Closed David-Levinthal closed 5 years ago
bookcorpus/download_files.py was cloned from this repository https://github.com/soskek/bookcorpus
yes I found that and have more firewall /http issues yesterday tried again just now..and perhaps this now works ittermittently but I get messages like: Failed to open https://www.smashwords.com/books/download/490185/8/latest/0/0/existence.epub HTTPError: HTTP Error 503: Service Temporarily Unavailable Succeeded in opening https://www.smashwords.com/books/download/490185/8/latest/0/0/existence.epub
trying just the bookcorpus download distributed here results in: ~/DeepLearningExamples/TensorFlow/LanguageModeling/BERT$ sudo bash scripts/data_download4.sh
NVIDIA Release 19.03 (build 5809531) TensorFlow Version 1.13.1
Container image Copyright (c) 2018, NVIDIA CORPORATION. All rights reserved. Copyright 2017-2018 The TensorFlow Authors. All rights reserved.

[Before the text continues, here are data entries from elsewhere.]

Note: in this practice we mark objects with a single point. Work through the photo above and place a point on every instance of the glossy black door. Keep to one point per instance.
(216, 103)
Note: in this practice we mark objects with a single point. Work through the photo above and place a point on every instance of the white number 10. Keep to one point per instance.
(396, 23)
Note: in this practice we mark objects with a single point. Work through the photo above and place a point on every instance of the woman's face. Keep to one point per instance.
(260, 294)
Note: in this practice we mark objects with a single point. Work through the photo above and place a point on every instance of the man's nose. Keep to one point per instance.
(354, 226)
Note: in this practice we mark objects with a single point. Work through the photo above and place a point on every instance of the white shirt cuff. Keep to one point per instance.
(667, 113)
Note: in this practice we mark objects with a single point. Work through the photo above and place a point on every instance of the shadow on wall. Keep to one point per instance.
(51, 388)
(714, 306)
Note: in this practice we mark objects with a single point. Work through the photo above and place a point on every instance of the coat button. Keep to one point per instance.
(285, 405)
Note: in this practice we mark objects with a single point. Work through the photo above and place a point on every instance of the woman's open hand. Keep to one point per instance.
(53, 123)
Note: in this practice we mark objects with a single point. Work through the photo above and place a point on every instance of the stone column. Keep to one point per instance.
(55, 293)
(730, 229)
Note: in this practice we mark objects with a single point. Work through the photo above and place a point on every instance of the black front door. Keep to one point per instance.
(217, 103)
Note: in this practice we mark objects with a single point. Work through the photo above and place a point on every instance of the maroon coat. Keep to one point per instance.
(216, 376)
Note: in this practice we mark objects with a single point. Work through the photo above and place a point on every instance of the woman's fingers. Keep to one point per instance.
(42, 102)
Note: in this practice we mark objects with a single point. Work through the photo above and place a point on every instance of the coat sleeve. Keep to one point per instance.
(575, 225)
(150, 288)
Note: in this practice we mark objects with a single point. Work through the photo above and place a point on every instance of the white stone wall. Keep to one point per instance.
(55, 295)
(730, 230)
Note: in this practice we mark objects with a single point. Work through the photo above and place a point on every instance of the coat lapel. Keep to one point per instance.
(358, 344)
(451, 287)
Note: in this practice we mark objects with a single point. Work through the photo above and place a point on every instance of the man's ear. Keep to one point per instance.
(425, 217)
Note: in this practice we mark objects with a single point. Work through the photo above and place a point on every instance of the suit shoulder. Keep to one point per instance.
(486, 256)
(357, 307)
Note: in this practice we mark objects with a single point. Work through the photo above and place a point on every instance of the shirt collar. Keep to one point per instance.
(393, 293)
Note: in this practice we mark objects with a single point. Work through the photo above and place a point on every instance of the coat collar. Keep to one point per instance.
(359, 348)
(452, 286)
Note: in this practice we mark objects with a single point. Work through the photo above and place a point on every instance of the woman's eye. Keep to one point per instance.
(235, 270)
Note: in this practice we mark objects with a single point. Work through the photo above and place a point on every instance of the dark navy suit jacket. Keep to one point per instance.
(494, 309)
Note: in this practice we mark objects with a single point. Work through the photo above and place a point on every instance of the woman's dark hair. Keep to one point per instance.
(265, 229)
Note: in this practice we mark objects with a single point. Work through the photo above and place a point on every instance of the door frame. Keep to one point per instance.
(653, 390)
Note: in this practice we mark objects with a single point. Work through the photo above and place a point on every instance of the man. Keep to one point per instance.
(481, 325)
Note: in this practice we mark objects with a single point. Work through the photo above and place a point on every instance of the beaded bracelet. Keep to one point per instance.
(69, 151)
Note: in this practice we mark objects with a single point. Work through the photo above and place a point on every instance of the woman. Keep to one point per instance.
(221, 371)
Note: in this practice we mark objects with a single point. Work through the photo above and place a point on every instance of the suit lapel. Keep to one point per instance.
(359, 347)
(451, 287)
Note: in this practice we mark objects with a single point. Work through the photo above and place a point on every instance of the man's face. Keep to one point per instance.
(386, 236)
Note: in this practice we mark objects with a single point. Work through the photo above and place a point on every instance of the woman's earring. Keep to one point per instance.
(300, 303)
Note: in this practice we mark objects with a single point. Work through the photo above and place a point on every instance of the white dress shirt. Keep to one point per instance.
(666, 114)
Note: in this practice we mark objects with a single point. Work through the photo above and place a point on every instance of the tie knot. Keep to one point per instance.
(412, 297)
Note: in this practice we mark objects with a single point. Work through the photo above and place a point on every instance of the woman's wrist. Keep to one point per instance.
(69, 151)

Various files include modifications (c) NVIDIA CORPORATION. All rights reserved. NVIDIA modifications are covered by the license terms that apply to the underlying project or file.
ERROR: Detected MOFED driver 3.0-1, but this container has version 4.4-1.0.0. Unable to automatically upgrade this container. Use of RDMA for multi-node communication will be unreliable.
NOTE: MOFED driver was detected, but nv_peer_mem driver was not detected. Multi-node communication performance may be reduced.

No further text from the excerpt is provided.